In my career as an inspector, I’ve done about 17,000 inspections, so when it comes to wood flooring problems, I’ve just about seen it all. Here are some things to know if you end up in an inspection.
1) If possible, be present at the inspection. Unless the customer does not want the contractor or retailer present, I suggest being there to answer questions from the inspector. Inspectors hope that the information provided to them is honest and accurate, but it is up to the inspector to do observations, tests, measuring, and analysis to determine the actual cause. The answers you provide will be part of the claim history in the inspection report. Most inspectors are pretty good at separating fact from fiction, so it is important to make sure your answers are as accurate and honest as possible.
2) Upon completion, the inspector can provide the report or information to only the commissioning party. If the homeowner commissioned the inspection, the inspector is obligated to share information with only the commissioning party unless given permission by the commissioning party. The final inspection is the property of the commissioning party. If that is the contractor, it belongs to the contractor; if it is the manufacturer, it belongs to the manufacturer, etc. Other parties can get copies only with permission from the commissioning party.
3) Inspectors are supposed to be unbiased. The inspector’s job is to find the truth, not the results the commissioning party hopes for.
4) Inspection findings do not dictate what happens next. It’s up to the commissioning party what they want to do with the results of the inspection, whether that be compensation, claim denial, going to court, etc. If an inspection finds you at fault and you disagree, you can hire your own unbiased third-party inspector.
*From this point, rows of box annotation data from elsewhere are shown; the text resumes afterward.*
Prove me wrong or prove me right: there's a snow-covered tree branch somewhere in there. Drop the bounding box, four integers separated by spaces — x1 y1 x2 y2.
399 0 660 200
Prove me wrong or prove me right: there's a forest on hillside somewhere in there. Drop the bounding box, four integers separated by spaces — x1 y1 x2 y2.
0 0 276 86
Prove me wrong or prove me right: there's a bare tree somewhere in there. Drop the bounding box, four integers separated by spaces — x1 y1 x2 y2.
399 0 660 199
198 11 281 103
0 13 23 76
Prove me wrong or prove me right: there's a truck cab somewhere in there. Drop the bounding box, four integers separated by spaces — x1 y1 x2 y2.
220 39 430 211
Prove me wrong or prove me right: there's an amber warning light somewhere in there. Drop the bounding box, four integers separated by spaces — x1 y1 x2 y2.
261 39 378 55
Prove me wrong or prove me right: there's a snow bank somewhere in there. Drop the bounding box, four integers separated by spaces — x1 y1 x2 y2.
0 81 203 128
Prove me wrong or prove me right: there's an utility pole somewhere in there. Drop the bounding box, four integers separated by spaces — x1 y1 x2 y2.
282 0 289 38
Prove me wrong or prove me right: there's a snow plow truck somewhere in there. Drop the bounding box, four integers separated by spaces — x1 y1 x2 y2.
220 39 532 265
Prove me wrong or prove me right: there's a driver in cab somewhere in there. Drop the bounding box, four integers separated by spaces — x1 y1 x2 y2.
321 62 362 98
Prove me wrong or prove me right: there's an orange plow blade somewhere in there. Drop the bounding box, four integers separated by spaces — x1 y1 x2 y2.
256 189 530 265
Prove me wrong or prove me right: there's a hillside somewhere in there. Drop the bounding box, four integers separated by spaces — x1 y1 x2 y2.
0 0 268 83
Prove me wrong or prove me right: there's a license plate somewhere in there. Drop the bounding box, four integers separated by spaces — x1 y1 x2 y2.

5) Inspectors rely heavily on installation guidelines. One of the biggest things an inspector does is review the manufacturer’s installation guidelines, care and maintenance guidelines, warranties, and any applicable industry standards. If you didn’t follow those, you are giving a manufacturer an easy reason for a denial. To protect yourself, read the instructions or applicable guidelines for every single product. Just because you read a guideline two years ago on a similar product doesn’t mean this one will be the same. Following instructions is the best way to protect yourself.